| Summary: | geo-rep+sharding : Checkpoint reports completion, but all files are not copied to slave | ||||||
|---|---|---|---|---|---|---|---|
| Product: | Red Hat Gluster Storage | Reporter: | Sahina Bose <sabose> | ||||
| Component: | geo-replication | Assignee: | Bug Updates Notification Mailing List <rhs-bugs> | ||||
| Status: | CLOSED NOTABUG | QA Contact: | storage-qa-internal <storage-qa-internal> | ||||
| Severity: | high | Docs Contact: | |||||
| Priority: | high | ||||||
| Version: | rhgs-3.1 | CC: | avishwan, chrisw, csaba, nlevinki, rhinduja, sasundar | ||||
| Target Milestone: | --- | ||||||
| Target Release: | --- | ||||||
| Hardware: | Unspecified | ||||||
| OS: | Unspecified | ||||||
| Whiteboard: | |||||||
| Fixed In Version: | Doc Type: | Bug Fix | |||||
| Doc Text: | Story Points: | --- | |||||
| Clone Of: | Environment: | ||||||
| Last Closed: | 2016-04-26 05:57:52 UTC | Type: | Bug | ||||
| Regression: | --- | Mount Type: | --- | ||||
| Documentation: | --- | CRM: | |||||
| Verified Versions: | Category: | --- | |||||
| oVirt Team: | --- | RHEL 7.3 requirements from Atomic Host: | |||||
| Cloudforms Team: | --- | Target Upstream Version: | |||||
| Bug Depends On: | |||||||
| Bug Blocks: | 1258386 | ||||||
| Attachments: |
|
||||||
|
Description
Sahina Bose
2016-04-22 14:30:54 UTC
Created attachment 1149770 [details]
geo-rep-logs-from-master
RCA:
The issue was due to deleting stime xattrs only from brick root and not from all dirs. Hybrid Crawl(Filesystem crawl during initial sync) will compare xtime and stime. where xtime is like modification time set by marker translator on every change. stime is Slave time which indicates till what time Slave is in sync with Master. stime is maintained in Brick root as well as on directories. Xtime will be available in all files and directories.
/(xtime=10, stime=8)
d1/(xtime=10, stime=8)
f1(xtime=10)
f2(xtime=7)
d2/(xtime=7, stime=7)
f3(xtime=6)
f4(xtime=7)
Above directory structure shows two directories d1, d2 and two files in each directories. Hybrid crawl detects the files and directories need to be synced based on xtime > stime. In the above example, Hybrid crawl picks only "d1/f1" to be synced.

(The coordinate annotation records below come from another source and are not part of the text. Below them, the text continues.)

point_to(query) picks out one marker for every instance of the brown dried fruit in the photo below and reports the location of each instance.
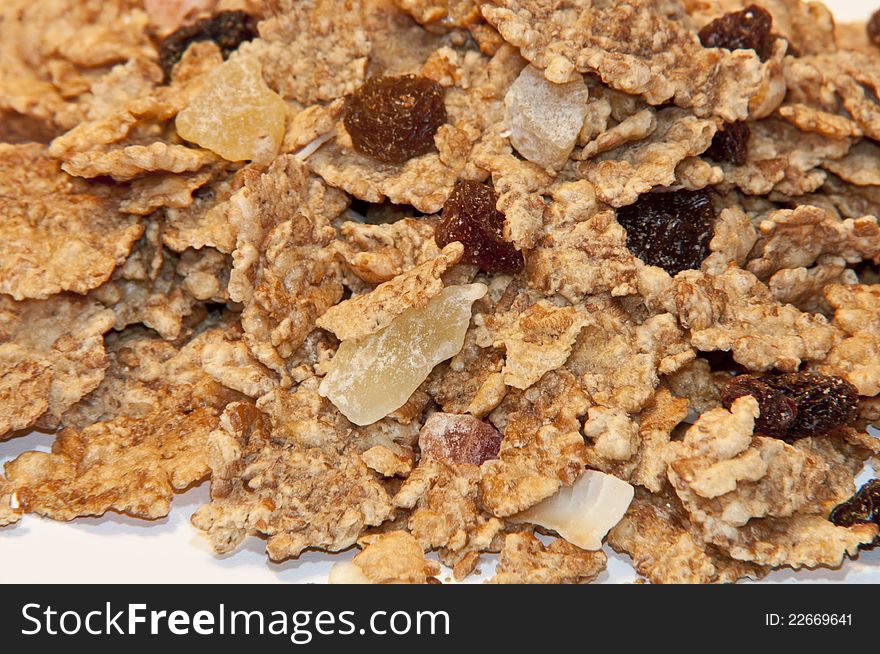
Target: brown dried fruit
(748, 29)
(861, 508)
(470, 217)
(730, 144)
(669, 230)
(228, 29)
(459, 439)
(394, 119)
(778, 412)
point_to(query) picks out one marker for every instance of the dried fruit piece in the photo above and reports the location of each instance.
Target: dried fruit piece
(730, 144)
(824, 402)
(470, 217)
(873, 28)
(372, 376)
(228, 29)
(235, 115)
(584, 512)
(861, 508)
(748, 29)
(669, 230)
(394, 119)
(459, 439)
(778, 411)
(543, 118)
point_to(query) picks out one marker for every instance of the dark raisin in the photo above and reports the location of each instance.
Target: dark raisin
(824, 402)
(470, 217)
(731, 143)
(670, 230)
(228, 29)
(778, 412)
(873, 28)
(861, 508)
(749, 29)
(394, 119)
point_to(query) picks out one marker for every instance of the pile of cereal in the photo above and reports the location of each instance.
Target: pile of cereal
(441, 275)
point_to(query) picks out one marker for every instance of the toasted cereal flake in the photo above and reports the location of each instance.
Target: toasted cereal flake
(537, 338)
(635, 47)
(313, 50)
(857, 313)
(803, 287)
(282, 272)
(298, 496)
(249, 128)
(57, 233)
(794, 238)
(542, 449)
(735, 312)
(526, 560)
(545, 118)
(395, 557)
(53, 354)
(623, 173)
(373, 375)
(367, 314)
(446, 513)
(378, 253)
(655, 532)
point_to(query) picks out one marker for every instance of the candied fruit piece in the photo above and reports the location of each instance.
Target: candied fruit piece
(394, 119)
(459, 439)
(730, 144)
(669, 230)
(824, 402)
(861, 508)
(235, 114)
(778, 412)
(372, 376)
(543, 118)
(585, 511)
(873, 28)
(749, 29)
(470, 217)
(228, 29)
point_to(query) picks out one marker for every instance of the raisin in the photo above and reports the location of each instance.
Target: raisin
(749, 29)
(873, 28)
(394, 119)
(778, 412)
(228, 29)
(470, 217)
(731, 143)
(861, 508)
(670, 230)
(824, 402)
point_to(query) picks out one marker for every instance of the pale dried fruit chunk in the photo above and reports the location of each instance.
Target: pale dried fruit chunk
(526, 560)
(583, 512)
(236, 114)
(368, 313)
(543, 118)
(394, 557)
(57, 233)
(459, 439)
(372, 376)
(52, 354)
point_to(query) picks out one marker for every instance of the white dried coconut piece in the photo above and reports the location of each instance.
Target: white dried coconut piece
(346, 572)
(585, 511)
(543, 118)
(374, 375)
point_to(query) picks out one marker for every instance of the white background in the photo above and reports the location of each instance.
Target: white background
(116, 549)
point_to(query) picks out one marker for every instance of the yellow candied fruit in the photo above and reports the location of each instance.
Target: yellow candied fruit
(372, 376)
(235, 115)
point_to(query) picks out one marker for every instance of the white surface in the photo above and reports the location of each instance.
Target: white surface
(116, 549)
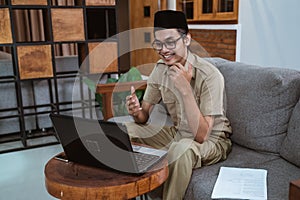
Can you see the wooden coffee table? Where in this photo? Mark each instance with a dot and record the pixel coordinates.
(74, 181)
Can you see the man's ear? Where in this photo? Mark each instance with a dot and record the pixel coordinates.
(187, 39)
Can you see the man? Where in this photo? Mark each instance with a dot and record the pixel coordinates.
(193, 92)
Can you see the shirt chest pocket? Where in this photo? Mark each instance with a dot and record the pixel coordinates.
(169, 100)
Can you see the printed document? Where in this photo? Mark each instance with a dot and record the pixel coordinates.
(241, 183)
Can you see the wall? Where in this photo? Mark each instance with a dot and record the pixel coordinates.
(270, 32)
(217, 43)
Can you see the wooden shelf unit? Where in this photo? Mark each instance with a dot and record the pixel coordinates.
(88, 26)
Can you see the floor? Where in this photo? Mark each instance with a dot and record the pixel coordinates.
(22, 173)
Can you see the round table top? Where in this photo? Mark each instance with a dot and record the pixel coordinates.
(68, 180)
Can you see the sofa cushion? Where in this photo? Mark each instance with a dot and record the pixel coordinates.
(259, 103)
(290, 148)
(280, 173)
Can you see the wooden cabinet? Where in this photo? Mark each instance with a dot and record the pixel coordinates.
(209, 10)
(45, 43)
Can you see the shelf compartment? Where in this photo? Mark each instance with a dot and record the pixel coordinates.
(67, 24)
(100, 2)
(30, 25)
(101, 23)
(29, 2)
(100, 59)
(5, 31)
(35, 61)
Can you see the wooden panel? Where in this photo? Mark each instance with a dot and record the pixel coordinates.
(100, 2)
(35, 61)
(142, 54)
(29, 2)
(5, 30)
(70, 181)
(67, 24)
(103, 57)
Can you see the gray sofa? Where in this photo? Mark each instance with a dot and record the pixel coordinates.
(264, 109)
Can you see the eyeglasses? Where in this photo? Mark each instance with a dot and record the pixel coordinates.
(171, 44)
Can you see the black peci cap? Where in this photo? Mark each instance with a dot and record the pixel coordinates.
(167, 19)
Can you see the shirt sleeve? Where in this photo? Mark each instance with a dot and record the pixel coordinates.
(212, 95)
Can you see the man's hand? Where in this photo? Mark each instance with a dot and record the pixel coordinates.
(132, 103)
(180, 76)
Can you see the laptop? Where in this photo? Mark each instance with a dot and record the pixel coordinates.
(103, 144)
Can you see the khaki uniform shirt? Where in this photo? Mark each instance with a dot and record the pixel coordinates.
(208, 87)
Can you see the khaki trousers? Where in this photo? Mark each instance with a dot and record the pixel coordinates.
(184, 154)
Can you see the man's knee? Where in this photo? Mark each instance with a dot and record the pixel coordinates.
(181, 151)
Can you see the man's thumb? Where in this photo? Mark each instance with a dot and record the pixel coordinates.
(132, 90)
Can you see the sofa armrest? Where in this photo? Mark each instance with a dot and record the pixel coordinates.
(107, 90)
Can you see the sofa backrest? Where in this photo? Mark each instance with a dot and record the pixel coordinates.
(290, 149)
(260, 102)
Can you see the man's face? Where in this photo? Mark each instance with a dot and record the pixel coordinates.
(167, 37)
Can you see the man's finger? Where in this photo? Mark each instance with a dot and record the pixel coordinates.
(132, 90)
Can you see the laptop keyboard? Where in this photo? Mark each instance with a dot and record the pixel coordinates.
(145, 160)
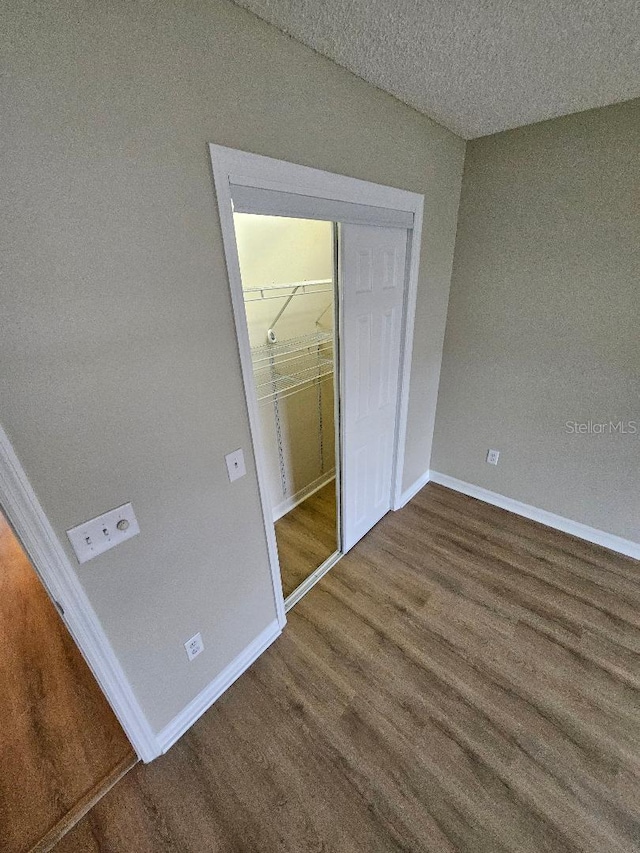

When we remove stime xattr from brick root, Geo-rep may fail to get the list of files/directories for syncing.
/(xtime=10, stime=)
d1/(xtime=10, stime=8)
f1(xtime=10)
f2(xtime=7)
d2/(xtime=7, stime=7)
f3(xtime=6)
f4(xtime=7)
Even after stime reset, Geo-rep picks only "d1/f1" for syncing. Since Geo-rep thinks all the other files already synced to Slave.
This xtime > stime comparison is required to avoid re-crawl and sync of same dirs/files when worker crashes.
Workaround:
-------------------
Delete stime xattrs from directories and brick root if Resync is required.
Possible solution:
-------------------
Instead of deleting stime xattr, Mark xattr value as -2. Geo-rep should ignore xtime>stime comparison if Brick root stime xattr value is -2. This should be part of Geo-rep delete command. (BZ 1205162)
Closing this, as this will not be a supported use case. While recovering from slave, files in slave should not be deleted. |